Wednesday 21 February 2024

The 15th Fontana Book of Great Horror Stories



The reviews of the stories contained in this collection are incomplete, as I do not own a copy of this volume.  Or to be strictly correct, I refuse the pay the silly price it is presently going for.  If anyone has a copy of the book they would like to loan me, in order for me complete this entry, I should be forever grateful.

Or even, when I think about it, a pdf or photocopy of any of the unreviewed stories.  💖  Ian


THE LODGER IN ROOM 16
By David Dixon

Mr Feith is living on the top floor of a less than salubrious lodging house.  He has never met is co-lodger in room 16, but every few nights, the elusive neighbour seems to begin operating some noisy hand-cranked piece of machinery.

Complaints to the landlord go nowhere, so Feith takes things into his own hands to investigate.

Good fun, this one in a pulpy, silly sort of way.  We get next to no back story on the Lodger of the title, other than he "works in a local cemetery" and, rather more intriguingly, he "came with the house".  The few descriptions were get on his appearance talk about being "horribly fat and grey" and "soft and rotten like an overripe plum".

I think we are led to believe he/it is disinterring bodies from the disused cemetery opposite the boarding house, and grinding down the bones - to what purpose we can only guess.

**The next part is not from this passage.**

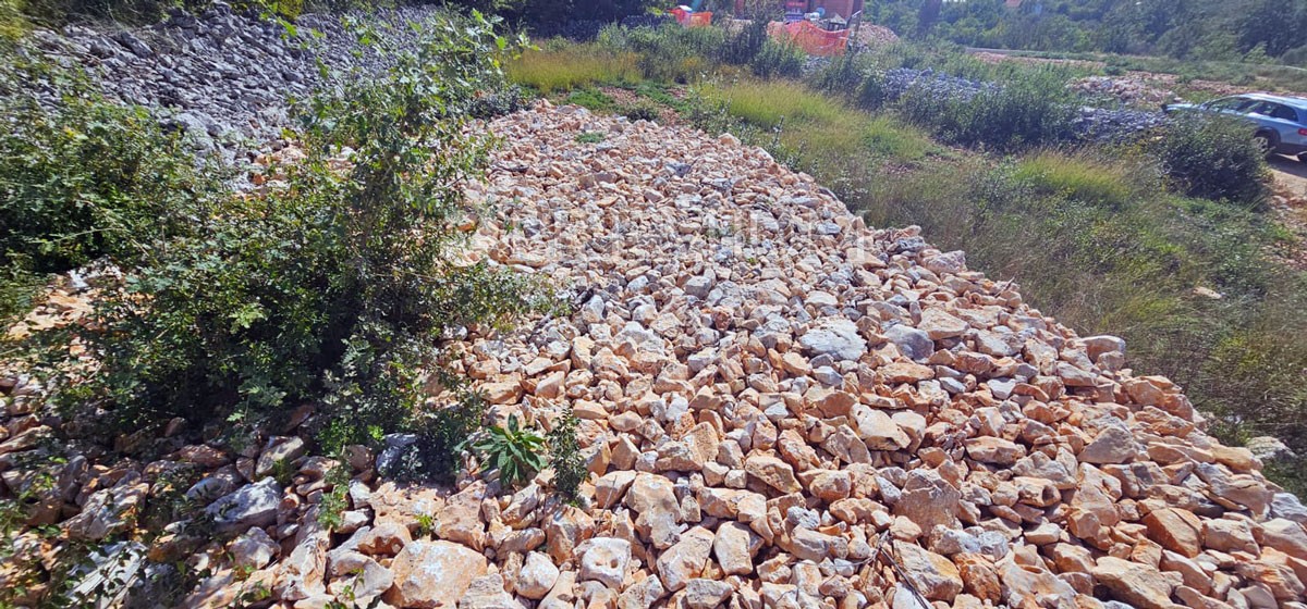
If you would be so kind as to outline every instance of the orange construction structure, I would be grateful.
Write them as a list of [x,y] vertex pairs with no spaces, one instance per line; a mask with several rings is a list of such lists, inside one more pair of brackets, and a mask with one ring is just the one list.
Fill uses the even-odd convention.
[[772,22],[767,26],[767,34],[797,44],[808,55],[823,57],[844,55],[844,50],[848,47],[848,30],[826,31],[809,21]]
[[680,7],[672,9],[672,16],[676,17],[676,22],[686,27],[706,27],[712,25],[712,13],[707,10],[701,10],[698,13],[691,13]]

Feith is painted as a fussy, prim martinet character.  Hardly likeable.  Quite why he insisted on a room on the upper floor in the first place, when the landlord had told him "rooms up there wasn't for letting", is never expanded upon.  But we can, I think,  understand his insistence upon getting to the bottom of the nonsense which was going on next door.

Even if, in the end, he did not.


R. Chetwynd-Hayes - Growth
Anonymous - In The Slaughteryard
Monica Dickens - Activity Time


THEY BITE
By Anthony Boucher

Hugh Tallent is in the California desert spying on some new-fangled glider being tested by the US military.  When leaving he encounters Morgan an old acquaintance; someone very familiar with Tallent and his "Secrets for Sale" past.

There is clearly bad blood between the pair, for Morgan immediately threatens to blackmail Tallent, so a meeting is arranged the following day.

That evening Tallent visits a local bar, where he is regaled with a couple of yarns of supernatural events, and a shunned "old Carker Place".  Carkers being apparently the locals' name for cannibalistic semi-humans who exist out in the desert.

Tallent wonders if he can use these rumours to help rid himself of the troublesome Morgan for good, but in the process stirs himself up a hornets' nest of trouble.

I blew hot and cold throughout when reading this one.  Loads of great writing: Tallent frantically scrambling up the mountainside to his spy position, the evocative bar-room scene, the brutal line where Tallent "swung the machete once and clove Morgan's full, red, sweating face in two".  And that final terrifying image of the female Carker in the doorway.

But, two scenes really spoiled the story for me;

There is the whopping geographic coincidence we are, as readers, asked to swallow when Tallent encounters Morgan in the desert.  For not only has Tallent bumped into another bod on a deserted mountain, but someone who not only knows him but, is apparently, well acquainted with, and prepared to exploit, Tallent's shady past.  

Later, there is the rather silly business of the decapitated head of a Carker maintaining it's bite on Tallent's hand.  With a machete at his disposal, I should have thought his first option would be to whack the bone-dry skull, including the jaw, into a million fragments.  Rather than deciding self-amputation to be the better course of action.

These two gripes asides, I really enjoyed my first introduction to the rather unique writing style of this author.


Rosemary Timperley - House Of Mirrors
Mor Jokai - The Drop Of Blood
Harry E. Turner - The Wager
Bryn Fortey - Shrewhampton North-East
Garry Kilworth - Love Child


THE BLACK DRUID
By Frank Belknap Long

Archaeologist and academic Stephen Benefield is just leaving a New York library after carrying out a bit of research, when he is irked to note someone has moved his overcoat to the opposite end of the coat rack.  Harrumphing, he puts on the coat and catches an underground train to make his way home.

But, whilst on the train, he finds himself the object of many curious and distasteful stares, with one terrified young boy yelling out "Black Boogeyman".  

Upon reaching his lodgings Benefield receives a further shock when he glances in the mirror in the hall, for facing him is indeed a black something.

What I think we may have here is that rarest of things in the Pan and Fontana collections: a Happy Ending.  Or at least, not a grim one.  For our hero appears to have succeeded in dodging a bullet by the simple expedient of taking off the black overcoat, which we later discover, was clearly not his.  But belonged to, we have to assume, The Black Druid of the title.

Actually, when I think about it, the narrator in Frank Belknap Long's only entry to the PBoHS, The Ocean Leech, also enjoyed a happy(ish) ending.

A sentimental horror writer - whatever next?